Bayesian Data Analysis

Repeated Measurement

Suppose you measured 3 participants’ IQs with 3 parallel IQ tests. The test scores were (90, 95, 100), (105, 110, 115), and (150, 155, 160) respectively for them. Since these tests are parallel tests, they can be treated as the equivalent testing instruments. Thus, the measuring noise (\(\sigma\)) should be the same among them and each participant should get a similar score among them - the reliability issue. What are the estimates of these 3 participants’ IQs? What is the estimate of the test precision?

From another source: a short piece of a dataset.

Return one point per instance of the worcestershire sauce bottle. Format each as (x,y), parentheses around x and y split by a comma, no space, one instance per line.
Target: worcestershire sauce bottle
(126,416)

As usual, we start from establishing a model with a suitable likelihood function to deal with this problem. Since the scores on an IQ test are always normally distributed, the likelihood function can be the normal distribution. Since these are parallel tests, this question can be regarded as measuring each participant’s IQ for three times for estimating the true IQ score of each participant. Let’s start from preparing the data.

Prepare Data

K<-matrix(c(90,95,100,
            105,110,115,
            150,155,160),3,3,byrow=T)
datalist<-list(K=K,nsubj=dim(K)[1],ntest=dim(K)[2])

Set up model

We set up the model as follows. It is assumed that the prior distribution of the mean IQ is a uniform distribution between 0 and 300. The prior distribution of precision is assumed to be a Gamma distribution with the two parameters both as 0.001.

modelString<-"
model{
   for(j in 1:ntest){
      for(i in 1:nsubj){
         K[i,j]~dnorm(mu[i],lambda)
      }
   }
   # Prior
   # mu
   for(i in 1:nsubj){
      mu[i]~dunif(0,300)
   }
   # lambda
   lambda~dgamma(0.001,0.001)
   sigma<-pow(lambda,-0.5)
}"
writeLines(modelString,con="e7_model.txt")

Compile the model.

library(rjags)

## Loading required package: coda

## Linked to JAGS 4.3.0

## Loaded modules: basemod,bugs

e7_model<-jags.model(file="e7_model.txt",data=datalist,
                     n.chains=2,n.adapt=100)

## Compiling model graph
##    Resolving undeclared variables
##    Allocating nodes
## Graph information:
##    Observed stochastic nodes: 9
##    Unobserved stochastic nodes: 4
##    Total graph size: 21
## 
## Initializing model

update(e7_model,n.iter=10000,thin=10)
post_e7<-coda.samples(e7_model,c("mu","sigma"),n.iter=10000,thin=10)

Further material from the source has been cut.